Kebocoran Selang Oven Akibat Kelalaian Manusia
TOBOALI – Suasana tenang di kawasan SPPG Angsana, Toboali, Bangka Selatan, mendadak pecah oleh suara dentuman keras pada Kamis (10/4/2026) sore sekitar pukul 15.30 WIB. Sebuah ledakan yang bersumber dari oven pengering perangkat makanan (ompreng) di dapur Makan Bergizi Gratis (MBG) sempat mengejutkan warga sekitar. Meski menyebabkan kerusakan material, dipastikan tidak ada korban jiwa dalam peristiwa ini.
Berdasarkan hasil penelusuran di lapangan, insiden tersebut murni disebabkan oleh faktor teknis atau human error bukan karena kegagalan sistem peralatan secara keseluruhan.
Kronologi dan Pemicu Ledakan
Kepala SPPG Angsana, Julistin, menjelaskan bahwa peristiwa ini terjadi secara tidak sengaja saat operasional dapur sedang berlangsung. Menurutnya, pemicu utama ledakan adalah terlepasnya selang oven setelah tersenggol oleh salah satu relawan yang tengah bekerja.
“Ini murni musibah akibat faktor kelalaian manusia saat pengoperasian alat. Selang oven tersenggol sehingga terlepas dan memicu ledakan,” ujar Julistin saat memberikan keterangan.
Ia juga menegaskan bahwa seluruh peralatan dapur, termasuk oven tersebut, sebenarnya dalam kondisi sangat layak operasi. Pihak pengelola secara konsisten melakukan pengecekan rutin setiap hari sesuai dengan Standar Operasional Prosedur (SOP) yang ketat untuk menjamin keamanan kerja.
Dampak Kerusakan dan Respons Cepat Pengelola
Ledakan tersebut mengakibatkan kerusakan ringan pada struktur bangunan dapur, terutama di bagian dinding belakang area oven serta plafon luar. Namun, dampak getaran juga dirasakan oleh warga yang tinggal bersinggungan langsung dengan lokasi dapur.
Suhardy Joy, salah satu warga setempat, mengaku kaget dengan suara ledakan yang cukup menyengat telinga. Akibat insiden ini, beberapa bagian kaca rumahnya pecah dan dinding bangunan mengalami keretakan. Selain kerugian material, ia mengungkapkan bahwa anaknya sempat mengalami trauma akibat suara keras tersebut.

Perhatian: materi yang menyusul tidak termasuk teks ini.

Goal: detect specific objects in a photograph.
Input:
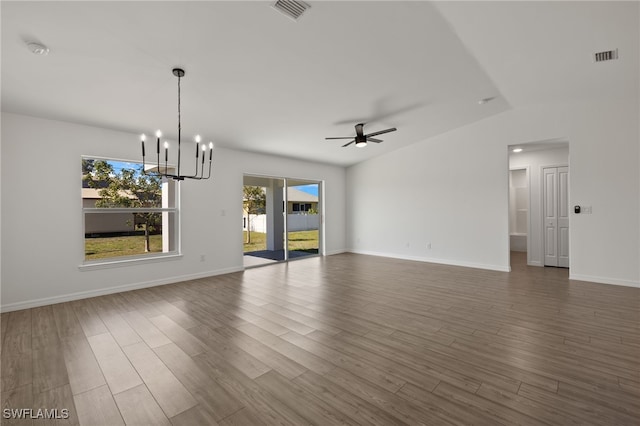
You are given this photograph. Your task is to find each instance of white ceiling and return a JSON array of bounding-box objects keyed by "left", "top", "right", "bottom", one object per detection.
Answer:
[{"left": 1, "top": 0, "right": 640, "bottom": 165}]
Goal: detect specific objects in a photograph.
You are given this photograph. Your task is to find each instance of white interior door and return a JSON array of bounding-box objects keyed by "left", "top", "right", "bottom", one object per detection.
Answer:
[{"left": 543, "top": 167, "right": 569, "bottom": 268}]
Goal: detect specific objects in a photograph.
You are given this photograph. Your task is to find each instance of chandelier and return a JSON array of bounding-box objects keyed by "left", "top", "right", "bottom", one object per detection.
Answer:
[{"left": 140, "top": 68, "right": 213, "bottom": 180}]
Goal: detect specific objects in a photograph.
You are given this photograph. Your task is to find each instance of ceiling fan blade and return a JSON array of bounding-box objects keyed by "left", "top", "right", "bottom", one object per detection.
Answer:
[{"left": 366, "top": 127, "right": 398, "bottom": 137}]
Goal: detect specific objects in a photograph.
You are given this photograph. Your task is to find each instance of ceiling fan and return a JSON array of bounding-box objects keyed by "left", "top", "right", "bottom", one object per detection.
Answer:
[{"left": 325, "top": 123, "right": 398, "bottom": 148}]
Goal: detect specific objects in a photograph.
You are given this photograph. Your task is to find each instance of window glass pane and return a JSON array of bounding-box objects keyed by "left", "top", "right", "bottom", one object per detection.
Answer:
[
  {"left": 84, "top": 211, "right": 177, "bottom": 260},
  {"left": 82, "top": 158, "right": 168, "bottom": 208}
]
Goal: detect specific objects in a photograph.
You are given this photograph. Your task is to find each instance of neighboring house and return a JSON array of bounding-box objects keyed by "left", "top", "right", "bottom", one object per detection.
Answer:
[
  {"left": 287, "top": 187, "right": 318, "bottom": 214},
  {"left": 82, "top": 188, "right": 135, "bottom": 236}
]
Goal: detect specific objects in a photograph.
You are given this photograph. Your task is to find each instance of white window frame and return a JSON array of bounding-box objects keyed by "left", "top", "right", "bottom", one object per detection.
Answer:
[{"left": 79, "top": 155, "right": 182, "bottom": 270}]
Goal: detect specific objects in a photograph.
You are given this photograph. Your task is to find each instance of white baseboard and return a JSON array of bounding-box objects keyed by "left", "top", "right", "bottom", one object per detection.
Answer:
[
  {"left": 569, "top": 271, "right": 640, "bottom": 288},
  {"left": 0, "top": 267, "right": 244, "bottom": 312},
  {"left": 348, "top": 249, "right": 511, "bottom": 272},
  {"left": 324, "top": 249, "right": 349, "bottom": 256}
]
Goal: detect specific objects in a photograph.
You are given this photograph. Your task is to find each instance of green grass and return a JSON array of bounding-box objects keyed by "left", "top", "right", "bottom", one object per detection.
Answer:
[
  {"left": 242, "top": 230, "right": 318, "bottom": 253},
  {"left": 84, "top": 235, "right": 162, "bottom": 260}
]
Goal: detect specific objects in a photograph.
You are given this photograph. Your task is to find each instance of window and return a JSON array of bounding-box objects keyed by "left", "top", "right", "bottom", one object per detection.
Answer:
[
  {"left": 291, "top": 203, "right": 311, "bottom": 212},
  {"left": 82, "top": 157, "right": 179, "bottom": 264}
]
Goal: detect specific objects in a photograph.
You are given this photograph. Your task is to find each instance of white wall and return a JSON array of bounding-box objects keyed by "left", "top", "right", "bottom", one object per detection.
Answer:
[
  {"left": 1, "top": 113, "right": 346, "bottom": 310},
  {"left": 347, "top": 99, "right": 640, "bottom": 286},
  {"left": 509, "top": 148, "right": 574, "bottom": 266}
]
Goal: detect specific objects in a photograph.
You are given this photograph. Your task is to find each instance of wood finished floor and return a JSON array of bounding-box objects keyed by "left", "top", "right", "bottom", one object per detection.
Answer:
[{"left": 1, "top": 254, "right": 640, "bottom": 426}]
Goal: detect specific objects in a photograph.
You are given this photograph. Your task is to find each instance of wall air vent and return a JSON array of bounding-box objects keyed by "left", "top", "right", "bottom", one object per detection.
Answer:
[
  {"left": 593, "top": 49, "right": 618, "bottom": 62},
  {"left": 272, "top": 0, "right": 311, "bottom": 21}
]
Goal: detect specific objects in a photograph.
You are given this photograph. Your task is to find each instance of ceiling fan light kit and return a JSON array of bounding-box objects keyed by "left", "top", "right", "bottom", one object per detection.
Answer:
[{"left": 325, "top": 123, "right": 398, "bottom": 148}]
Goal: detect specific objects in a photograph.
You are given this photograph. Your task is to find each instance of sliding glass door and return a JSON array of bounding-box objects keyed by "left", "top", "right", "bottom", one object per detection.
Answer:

Merespons keluhan warga, Ali Muzakir selaku mitra dapur MBG, langsung menyatakan sikap tanggung jawabnya. Ia memastikan pihak mitra akan menanggung seluruh biaya perbaikan atas kerusakan yang dialami oleh kediaman Suhardy Joy.
“Kami sangat menyayangkan kejadian ini dan memohon maaf yang sebesar-besarnya kepada keluarga terdampak. Kami siap bertanggung jawab penuh atas segala kerugian yang dialami Bapak Suhardi,” tutur Ali.
Ia menambahkan bahwa spesifikasi peralatan yang digunakan sudah sesuai standar industri, namun kejadian ini akan menjadi bahan evaluasi mendalam bagi tim operasional.
Langkah Evaluasi dan Koordinasi Lanjutan
Di sisi lain, Koordinator Wilayah MBG Bangka Selatan, Ade Setiawan, menyatakan bahwa pihaknya telah bergerak cepat melaporkan insiden ini ke tingkat regional Bangka Belitung. Saat ini, tim di lapangan masih menunggu instruksi lebih lanjut terkait keberlanjutan operasional dapur pasca-insiden.
Ade memastikan bahwa pengawasan terhadap penggunaan peralatan akan semakin diperketat guna mencegah kejadian serupa terulang kembali. Hal demikian terhadap standar keamanan tetap menjadi prioritas penting agar kehadiran dapur MBG tetap memberikan manfaat bagi masyarakat tanpa menimbulkan kekhawatiran bagi lingkungan sekitar.
Hingga kini, situasi di lokasi kejadian sudah kembali kondusif. Pihak pengelola berjanji akan menjadikan peristiwa ini sebagai momentum untuk meningkatkan aspek keselamatan kerja dan kehati-hatian dalam setiap proses produksi di dapur SPPG Angsana.